As for max heart rate there is significant negative correlation with max heart rate and heart disease. The 160-180 group is dominated by a null diagnosis, 140-160 has at least a majority being heart disease free, but as we go lower the prevalence of heart disease becomes the norm, not the exception.

**Methods**

The variables we have decided to select are **(age)**, **(sex)**, chest pain (**cp**), resting blood pressure **(trestbps)**, serum cholesterol **(chol)** and maximum heart rate **(thalach)**.

Generally these variables were chosen as the most relevant predictors and others were excluded due to relevancy or overlap with some of the variables we already chose.

Using various chosen predictor variables we will attempt to generate a model that can accurately classify heart disease **(num)** as a target variable. We will fine-tune and re-adjust our model on unseen test data and re-iteratively do this with random seeds until it can reliably classify the target variable. 

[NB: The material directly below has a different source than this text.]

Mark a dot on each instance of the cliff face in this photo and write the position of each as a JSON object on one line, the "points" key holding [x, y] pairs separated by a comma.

Most of our visualizations are likely to be histograms, as we want to show quantification of numerical values, as it relates to the target variable. Since even the categorical values are stored as numbers (i.e. sex/chest pain) this should make our life easier.


**Expectations**

We expect that heart disease will be correlated with lower max heart rate, age, cholesterol levels, resting blood pressure, angina symptoms and males.


These findings will allow for early mitigation of certain factors through changes in lifestyle, medications, and surgeries, if needed. Diagnosing heart disease will also help in preventing or reducing the likelihood of heart attacks, strokes, and heart failure. 


Future questions that our findings could lead involve how to combat some of these variables that may contribute  to heart disease and whether fixing one factor could improve other factors involved (e.g. whether lowering resting blood pressure could increasemax heart rate).